In examining the nature of being beautiful because you feel beautiful in their Real Beauty campaign, Dove, owned by Unilever, has been using female empowerment as tool to sell their products for the last decade. The campaign has successfully been wooing female customers to buy Dove products by attempting to prove to them that they are more beautiful than they think they are and to be more confident about the way they look.

The campaign has walked the line with feminists for years as many have felt this marketing strategy is more about playing on women's insecurities and buying products they don't need than it is about making women feel confident about themselves.

Dove's latest leg of the Real Beauty campaign involves a four-minute marketing video where Dove explains they have created a "revolutionary" beauty patch (dubbed RB-X) that will magically enhance women's perception of self-beauty.

Wait, it gets worse.

The "real-life" women selected to wear the patch tell us in the video that prior to the trying the patch they suffered from various insecurities about the way they look and the way they feel about themselves in general.

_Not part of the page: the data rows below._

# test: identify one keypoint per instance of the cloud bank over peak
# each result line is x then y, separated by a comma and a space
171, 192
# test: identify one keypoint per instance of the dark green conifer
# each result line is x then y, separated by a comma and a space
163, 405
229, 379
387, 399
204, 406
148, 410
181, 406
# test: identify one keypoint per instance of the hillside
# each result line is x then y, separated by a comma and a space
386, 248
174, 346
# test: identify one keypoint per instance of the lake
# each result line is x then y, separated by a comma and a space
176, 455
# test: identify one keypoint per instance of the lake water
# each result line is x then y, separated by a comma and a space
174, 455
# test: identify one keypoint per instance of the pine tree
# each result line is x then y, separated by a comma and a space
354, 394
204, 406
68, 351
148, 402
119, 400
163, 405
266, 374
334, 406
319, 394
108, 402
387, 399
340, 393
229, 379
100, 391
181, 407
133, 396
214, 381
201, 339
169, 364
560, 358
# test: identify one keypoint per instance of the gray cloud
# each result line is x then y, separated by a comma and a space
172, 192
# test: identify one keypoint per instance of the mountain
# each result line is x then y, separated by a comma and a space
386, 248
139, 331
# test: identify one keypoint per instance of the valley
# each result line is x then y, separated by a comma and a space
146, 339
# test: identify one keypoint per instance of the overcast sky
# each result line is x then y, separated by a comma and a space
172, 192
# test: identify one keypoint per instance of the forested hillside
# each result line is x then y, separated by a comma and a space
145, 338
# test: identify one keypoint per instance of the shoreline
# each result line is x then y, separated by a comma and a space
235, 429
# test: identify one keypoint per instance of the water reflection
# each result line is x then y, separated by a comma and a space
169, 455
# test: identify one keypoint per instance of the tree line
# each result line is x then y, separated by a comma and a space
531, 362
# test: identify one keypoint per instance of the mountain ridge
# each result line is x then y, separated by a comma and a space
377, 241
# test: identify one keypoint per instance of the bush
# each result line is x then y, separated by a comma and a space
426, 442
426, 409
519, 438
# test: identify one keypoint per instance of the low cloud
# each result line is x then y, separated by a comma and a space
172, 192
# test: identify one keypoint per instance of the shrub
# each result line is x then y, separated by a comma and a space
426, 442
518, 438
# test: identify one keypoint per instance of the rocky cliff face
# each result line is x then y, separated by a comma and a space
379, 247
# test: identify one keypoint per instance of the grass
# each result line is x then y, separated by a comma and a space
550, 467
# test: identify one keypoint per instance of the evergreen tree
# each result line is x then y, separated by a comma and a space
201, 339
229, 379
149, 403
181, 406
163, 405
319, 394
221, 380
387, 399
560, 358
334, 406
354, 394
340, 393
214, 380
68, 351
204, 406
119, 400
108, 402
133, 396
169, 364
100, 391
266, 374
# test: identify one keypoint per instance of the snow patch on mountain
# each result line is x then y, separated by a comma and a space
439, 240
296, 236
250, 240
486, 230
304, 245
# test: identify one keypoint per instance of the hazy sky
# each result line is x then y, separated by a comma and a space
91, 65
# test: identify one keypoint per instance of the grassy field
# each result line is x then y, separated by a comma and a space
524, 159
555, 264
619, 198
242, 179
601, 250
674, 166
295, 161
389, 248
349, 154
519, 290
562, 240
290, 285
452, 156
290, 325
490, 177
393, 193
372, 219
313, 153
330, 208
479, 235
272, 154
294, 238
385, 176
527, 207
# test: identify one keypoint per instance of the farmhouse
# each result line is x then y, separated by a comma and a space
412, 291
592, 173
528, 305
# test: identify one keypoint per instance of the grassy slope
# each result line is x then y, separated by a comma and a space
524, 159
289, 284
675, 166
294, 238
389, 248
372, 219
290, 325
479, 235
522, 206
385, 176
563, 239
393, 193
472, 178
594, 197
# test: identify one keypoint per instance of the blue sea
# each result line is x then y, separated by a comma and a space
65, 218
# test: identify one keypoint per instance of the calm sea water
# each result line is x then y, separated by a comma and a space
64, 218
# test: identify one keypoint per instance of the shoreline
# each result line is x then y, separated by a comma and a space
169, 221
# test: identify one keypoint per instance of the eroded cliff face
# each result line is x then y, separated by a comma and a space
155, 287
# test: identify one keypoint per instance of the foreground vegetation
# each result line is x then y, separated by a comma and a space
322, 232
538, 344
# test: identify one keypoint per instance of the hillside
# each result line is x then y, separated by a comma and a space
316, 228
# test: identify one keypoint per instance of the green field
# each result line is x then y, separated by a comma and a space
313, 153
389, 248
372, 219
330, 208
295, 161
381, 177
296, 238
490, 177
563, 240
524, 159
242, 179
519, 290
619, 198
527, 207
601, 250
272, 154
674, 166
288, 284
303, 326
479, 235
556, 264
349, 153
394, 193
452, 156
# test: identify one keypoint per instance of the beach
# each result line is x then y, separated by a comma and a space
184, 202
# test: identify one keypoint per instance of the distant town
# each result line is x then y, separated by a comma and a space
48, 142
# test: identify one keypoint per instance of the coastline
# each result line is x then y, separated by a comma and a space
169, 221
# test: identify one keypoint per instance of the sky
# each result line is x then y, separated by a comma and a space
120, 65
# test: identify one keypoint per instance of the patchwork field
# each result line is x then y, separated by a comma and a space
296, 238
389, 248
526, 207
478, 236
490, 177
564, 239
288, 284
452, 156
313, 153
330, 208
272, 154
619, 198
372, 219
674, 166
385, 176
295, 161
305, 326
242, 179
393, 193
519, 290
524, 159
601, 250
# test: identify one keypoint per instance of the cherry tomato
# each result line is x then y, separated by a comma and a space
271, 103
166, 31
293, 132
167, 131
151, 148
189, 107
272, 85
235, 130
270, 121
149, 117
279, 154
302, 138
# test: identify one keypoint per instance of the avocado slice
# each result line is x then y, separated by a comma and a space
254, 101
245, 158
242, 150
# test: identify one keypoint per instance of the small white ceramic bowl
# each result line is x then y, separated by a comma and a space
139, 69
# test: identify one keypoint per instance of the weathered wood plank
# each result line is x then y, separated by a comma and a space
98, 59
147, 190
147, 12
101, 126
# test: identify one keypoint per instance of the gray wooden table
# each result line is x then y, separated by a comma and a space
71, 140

When Dove ultimately reveals the patch is fake to these women, instead of being angry they were duped, they tear up with the realization they were "beautiful all along."

While Dove clearly has hopes this video will lift the Real Beauty campaign to the next level with even more powerful messages of women emerging from their insecurities and tackling their self-confidence issues, feminists loath the spot saying it only serves to reinforce old and negative stereotypes.

"'Real Beauty'" features and advertisements cleverly sell you products under the guise of body-positivity while actually reinforcing the idea that a woman's worth is based on the way she looks to others," said Katie J.M. Baker, who writes for Jezebel, women's rights blog.

Maggie Lang, who writes about women's issues and popular culture for several publications was even more to the point saying, "Shame upon you, Dove, for making these women seem dumb, and for not scripting at least one of them to act outraged that she had been duped."